Egalitarianism, universal brotherhood of humanity and social justice form the bedrock of the social structure of Islam. These cardinal principles are embedded in the Islamic world-view. It is therefore profitable to examine the nature, scope and significance of the concept of social justice in the larger context of the Islamic world-view.

The Islamic world-view

Islam is not a racial or parochial religion, confined to a particular race or people or to a given period of history. It is universal in its message and appeal. The universality of the Islamic faith is reflected in its view of prophecy as well as in its attitude towards other religions. According to the Islamic belief, prophets and divine messengers have been sent to all people in every part of the world (Quran 16:36). Muslims are required to believe in not only the prophecy of Muhammad (SAW) but also that of all other prophets who carried the divine message at different points of time.

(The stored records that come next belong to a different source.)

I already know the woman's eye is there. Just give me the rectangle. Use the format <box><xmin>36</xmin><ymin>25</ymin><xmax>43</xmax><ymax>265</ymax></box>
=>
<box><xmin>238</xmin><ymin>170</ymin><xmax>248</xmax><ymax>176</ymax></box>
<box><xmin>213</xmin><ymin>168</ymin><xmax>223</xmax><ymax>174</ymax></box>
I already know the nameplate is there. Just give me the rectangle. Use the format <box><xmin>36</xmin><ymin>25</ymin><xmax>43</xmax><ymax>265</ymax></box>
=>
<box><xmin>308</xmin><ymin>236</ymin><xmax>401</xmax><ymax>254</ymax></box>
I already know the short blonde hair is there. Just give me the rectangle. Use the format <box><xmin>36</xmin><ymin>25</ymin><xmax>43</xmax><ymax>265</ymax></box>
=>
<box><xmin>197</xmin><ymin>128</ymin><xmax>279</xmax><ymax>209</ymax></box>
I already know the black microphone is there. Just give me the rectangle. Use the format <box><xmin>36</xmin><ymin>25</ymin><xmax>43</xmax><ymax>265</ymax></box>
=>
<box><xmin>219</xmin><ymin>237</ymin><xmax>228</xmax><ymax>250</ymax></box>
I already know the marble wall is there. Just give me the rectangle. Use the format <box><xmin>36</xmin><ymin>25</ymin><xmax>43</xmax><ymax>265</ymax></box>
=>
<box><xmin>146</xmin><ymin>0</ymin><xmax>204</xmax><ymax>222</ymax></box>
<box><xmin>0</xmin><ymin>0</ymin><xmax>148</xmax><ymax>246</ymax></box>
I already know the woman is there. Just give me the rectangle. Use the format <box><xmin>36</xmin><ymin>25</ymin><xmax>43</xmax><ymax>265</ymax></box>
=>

In the Islamic view, God is transcendent, but not as an external despot, high in the skies, who is unconcerned about man's fate. The Quran says that God is closer to man than the artery of his neck. He is the most compassionate, the most merciful. He is not a parochial deity but the Lord of the universe and of all humankind.

According to the Islamic view, man is not the product of a blind process of evolution, but a being who has been created by God with His own hands. All humans, according to the Islamic view, are born innocent, untainted by original sin or guilt. Man has been endowed with self-consciousness, reason and moral choice. The Quran describes man as God's vicegerent on earth (2:30; 6:165). In the Islamic view, human nature is characterised by a certain duality or polarity. On the one hand, man is said to have been created from clay, a lowly substance (Quran 23:12; 32:7). On the other hand, God has breathed His soul into him (Quran 15:29). Furthermore, man has been endowed with the capacity and freedom to choose between good and evil (Quran (76:3; 90:8-10). Thus, man possesses two rather contradictory kinds of potentialities: benign and sublime, on the one hand, and vicious and demonic, on the other. In the Islamic view, the relationship between the individual and society is one of complementarity. Islam avoids the extremes of both exaggerated individualism and communitarian totalitarianism.

The Islamic conception of human nature avoids the fallacies of romanticism, cynicism and determinism. It takes due cognisance of the existence of evil and viciousness and says that it is embedded in the structure of the human psyche. At the same time, it emphasizes that man has the capacity and freedom to overcome his organismic frailties and limitations and to actualize his benign potentialities. It underscores the unfolding and development of the benign, angelic qualities inherent in human nature.


As God's vicegerent on earth, man is accountable to his Creator for all his actions. Though the world and all its bounties have been created for man, he is required to use the God-given resources prudently and in moderation. The Islamic principle of moral accountability provides a corrective to the wasteful consumption of resources.

The Islamic ethos covers all spheres of human life, both temporal and spiritual. Islam makes no differentiation between what is God's and what is Caesar's, between the external world and the internal world. It does not posit a rigid duality between the sacred and the profane. The Islamic faith avoids the extremes of renunciation and self-abnegation, on the one hand, and excessive self-indulgence, on the other. It underscores the value of balance and moderation.